Updated: Jun 16, 2019

Marketing is almost always a guessing game.

This can cause a lot of debate, second-guessing and atrophy among decision makers.


Someone from an organization that you know very well wanted to publish my article, 13 Ways to Kill Your Rotary Club in a blog. Read it here.


But the decision makers wanted me to rewrite the piece to change the title, change the tone of the article to be more sunny and list only ten ways.


Who's to say which version of the article will get more attention? What should I do?


It turns out that I have some data points on that title already:


- The article was inspired by the book, 13 Ways to Kill Your Community.

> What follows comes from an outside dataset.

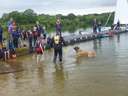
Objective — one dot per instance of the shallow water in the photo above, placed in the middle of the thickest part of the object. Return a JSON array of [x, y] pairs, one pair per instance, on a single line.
[[104, 75]]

It's fairly safe to say that author Doug Griffiths vetted the title at least informally and probably formally, as well.


- My YouTube channel (subscribe for marketing tips) showed that nearly 500 people have already watched the 13 Ways video version of the article in the two weeks it's been online.


- I natively uploaded to different Facebook pages (watch one here), which has garnered many more views plus dozens of Shares


Lesson learned


Marketing may be predicated on guessing, but you can make educated guesses.

Good marketing means trusting your gut and early data points. If you have "proof of concept," stick to your guns.

When what you're doing is working, keep doing it and don't let others dissuade you unless they can provide proof of concept to their idea.